Tough guys, tough talk.
Once again, the weekend movies provide thought for fiction writing. (More about Joe Lansdale later). Another guilty pleasure of mine is westerns - I shouldn't say "guilty' because some very fine movies come to mind when I think of Westerns. The works of John Ford, the Samurai Westerns of Kurosawa, and one of my all time personal favorites, Sam Peckinpah.
Last night, I was watching a western that had this crisp dialogue, really much tighter than a lot from that era - I had tuned in late and had not caught the name of the film, but I could tell it was probably from the 60's (I also had a hunch about the name).
There was also an edge to the dialogue, something that came late to most westerns. What I mean is that many of the older westerns were so busy talking about honour, loyalty, loving your gal and your horse in equal measure, that they seemed more operatic than real drama. Even Peckinpah was known to wax eloquent on the changing times. Later with movies like Unforgiven, there started to be that revisionist view of the west, the blood, the dirt, the guns that exploded in your hands and all the mean drunks.
The movie I saw on the weekend was decades away from this revision, yet the dialogue had a definite edge, people got shot and not in pretty ways. But more than that it had this clipped style that I recognized. Less than halfway through the movie, I knew what it was. Hombre, starring Paul Newman and written by none other than Elmore Leonard. As I listened to the dialogue it was almost like I was seeing on the page, rapid fire back and forths, short sentences, probably a few "he saids" and "she saids", no long speeches, none. Of course before Leonard was writing lines for Chili Palmer he was writing Western pulp novels. I've never read any of them, or seen Hombre. But the style is unmistakeable.

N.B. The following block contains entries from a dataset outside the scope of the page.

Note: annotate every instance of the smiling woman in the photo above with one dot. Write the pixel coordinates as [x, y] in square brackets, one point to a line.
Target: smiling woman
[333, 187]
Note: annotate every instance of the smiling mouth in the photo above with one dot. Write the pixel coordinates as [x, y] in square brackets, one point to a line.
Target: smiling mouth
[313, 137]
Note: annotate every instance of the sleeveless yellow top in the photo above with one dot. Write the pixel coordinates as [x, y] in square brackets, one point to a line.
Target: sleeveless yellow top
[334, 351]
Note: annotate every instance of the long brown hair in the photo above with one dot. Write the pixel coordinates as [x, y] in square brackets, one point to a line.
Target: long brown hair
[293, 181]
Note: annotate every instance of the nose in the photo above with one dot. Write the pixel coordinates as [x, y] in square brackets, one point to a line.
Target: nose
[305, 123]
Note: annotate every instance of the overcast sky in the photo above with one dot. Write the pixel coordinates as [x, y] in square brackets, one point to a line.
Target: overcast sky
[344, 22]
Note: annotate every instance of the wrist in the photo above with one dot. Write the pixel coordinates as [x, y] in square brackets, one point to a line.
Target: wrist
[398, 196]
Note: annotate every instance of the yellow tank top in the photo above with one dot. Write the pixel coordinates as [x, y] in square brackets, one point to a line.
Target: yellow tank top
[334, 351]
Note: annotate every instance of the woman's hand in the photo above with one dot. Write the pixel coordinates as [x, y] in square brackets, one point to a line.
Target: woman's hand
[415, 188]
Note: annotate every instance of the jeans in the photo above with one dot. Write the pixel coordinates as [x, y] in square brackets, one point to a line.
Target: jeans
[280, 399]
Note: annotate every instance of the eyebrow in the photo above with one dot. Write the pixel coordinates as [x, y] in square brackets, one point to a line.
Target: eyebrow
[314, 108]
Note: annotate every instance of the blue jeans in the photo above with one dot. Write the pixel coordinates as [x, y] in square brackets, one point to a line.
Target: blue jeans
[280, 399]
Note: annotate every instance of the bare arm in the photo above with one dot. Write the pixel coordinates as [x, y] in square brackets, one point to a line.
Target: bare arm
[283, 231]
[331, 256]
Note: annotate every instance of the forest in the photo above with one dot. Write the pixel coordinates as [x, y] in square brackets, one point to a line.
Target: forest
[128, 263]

(imagine the following said by gangsters or cowboys)
Russell: Hit something, Mendez, first the men, then the horses.
Mendez: I don't know. Just to sit here and wait to kill them?

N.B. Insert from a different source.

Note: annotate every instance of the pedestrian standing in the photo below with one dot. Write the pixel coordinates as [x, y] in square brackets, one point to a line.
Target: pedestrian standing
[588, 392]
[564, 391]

Russell: If there was some other way, we'd do it.
Mendez: Maybe we can keep going and try to outrun them.
Russell: If you run, they're gonna catch you, they're gonna kill you. You believe that more than you believe anything.
Mendez: All right.
Russell: And try not to puke. You may have to lie in it for a long time.
Leonard has a lot of fans across the genres, including some hi-falutin ones like Martin Amis. If you've read him you know why. I'd recommend Hombre or my other favorite Leonard treatments, Get Shorty or Out of Sight (based on Rum Punch and probably the best of the lot.)
Elmore Leonard's 10 Tips on Writing (not that I agree with them all)
Reader Comments (2)
I just read the ten tips. Which ones don't you agree with? I wouldn't disagree with any of them, unless I thought I could get away with it.
Mostly one and two. Sure, I hate the dark and stormy night beginnings, but it can work, and I love writing about weather.
And two - I have read some killer prologues in my time. That is the one I must take umbrage with. Where I will take that umbrage, I don't know. How doe sone carry an umbrage?